The Recent Anchor Proposal & Anchor’s Original Vision

March 4, 2022 Ninor Mansor

Contributions from Ninos Mansor, Sam Kim & Michael Arrington

We had the chance to review the recent proposal from our friends at Arca and Polychain and wanted to share our notes with the community.

The Proposal

(1) Yields to depositors will be paid out in 85% UST and 15% ANC.

(2) Yield is determined by how long depositors decide to escrow the ANC portion of yield.

(3) Borrowers can earn up to 1.5x boost on ANC rebates proportional to the borrower’s amount of veANC.

Anchor’s Original Vision

The Arca and Polychain teams have invested time and energy into thinking about how to improve Anchor. It goes without saying that we appreciate and respect their efforts.

With that friendly caveat to start, Arrington Capital is not aligned with modulating depositor economics through ANC. Whether accomplished by locking ANC or through ANC-denominated payouts, we think this approach is not philosophically consistent with the core innovation of Anchor. 

Anchor’s innovation is its extreme simplicity. It is an intuitive protocol that turns volatile PoS staking rates into UST yield. Increasing tokenomic friction for depositors may appeal to degen TeFi but clashes with Anchor’s value proposition as a primitive. Anchor’s vision was to be a fixed savings product for mainstream users and fintechs – “Stripe for Savings”. It does this by aggregating unlevered PoS rewards, using them to subsidize borrowers and create a stable yield.

Anchor is not there yet. In March 2021, we published a paper titled Resurrecting The Saver: Walking Tall With Anchor. In the third section, we describe Anchor’s vision to employ dynamic interest rate targeting. Anchor could become a “financial control system”: as PoS yields change, the system dynamically adjusts the borrower subsidy such that “the Lending Rate equals the Anchor Rate”

This is not how Anchor functions today.
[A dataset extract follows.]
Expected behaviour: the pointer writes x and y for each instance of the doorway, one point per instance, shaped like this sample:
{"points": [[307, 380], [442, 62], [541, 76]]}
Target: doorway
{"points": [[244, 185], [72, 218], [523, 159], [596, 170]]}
The Anchor rate is not dynamic. It doesn’t adapt to PoS yields. The Anchor Rate does not encompass enough PoS collateral types to be considered a broad-based source of PoS yield. Anchor is far from its original vision. 

With that said, it’s not clear to us that the answer is more DeFi wizardry – especially if this financial engineering forces depositors to deal with the added complexity of the ANC token.

The TeFi Degen or The Mainstream Normie?

Tokenomic experiments appeal to the marginal degen in TeFi but add layers of friction for new users. The current proposal could deter non crypto-natives from Anchor. The mental overhead of ANC escrows could detract ordinary users and Web2 customers. 

Mainstream users have a premium on simplicity: they’d rather tolerate lower-yield, lower-complexity products than higher yield, higher complexity products. Think about the company Alice. They are building a simple fiat gateway to Anchor. How does making ANC critical to Anchor deposits complicate user onboarding? Full disclosure: we are seed investors in Alice.

The question is – how do we get to Anchor’s original vision if it isn’t through experiments that use ANC to tinker with depositor dynamics? A few suggestions (most of which are already being discussed by the community). More emphasis should be placed on incentivizing and increasing borrowing demand by adding new collateral assets. We like Retrograde’s proposed crypto-economic and governance games. Even though they add complexity, they focus on the borrower side. They don’t create friction for depositors. 

Point (3) tries to incorporate these games but it’s not clear where the additional ANC rebates come from and whether the ANC inflation rate will need to be adjusted. As an aside, there’s another elephant in the room. Are ANC tokenomics broken? If so, how broken are they? Currently ANC governance staking already returns 9%+ in kind. This is pretty good. ANC governors already receive relatively healthy cash flows.

Anchor synchronizes with crypto cyclicality by experiencing higher borrowing demand during bull markets relative to deposits and experiencing the opposite during downturns. The high borrow demand in bull markets – in theory – helps to replenish the yield reserves to feed the deposit yield during the winter. 

Anchor has not had enough time to build up its reserves as well as the diversity of its collateral base. Borrow demand should grow as UST gains traction as a decentralized stablecoin. We are long term investors in Anchor and believers in Terra’s design philosophy: double down on simplicity and a great user experience that abstracts away the complexities of crypto. We may disagree with the proposal but we thank Arca and Polychain. They are helping to spark important conversations that push Terra forward.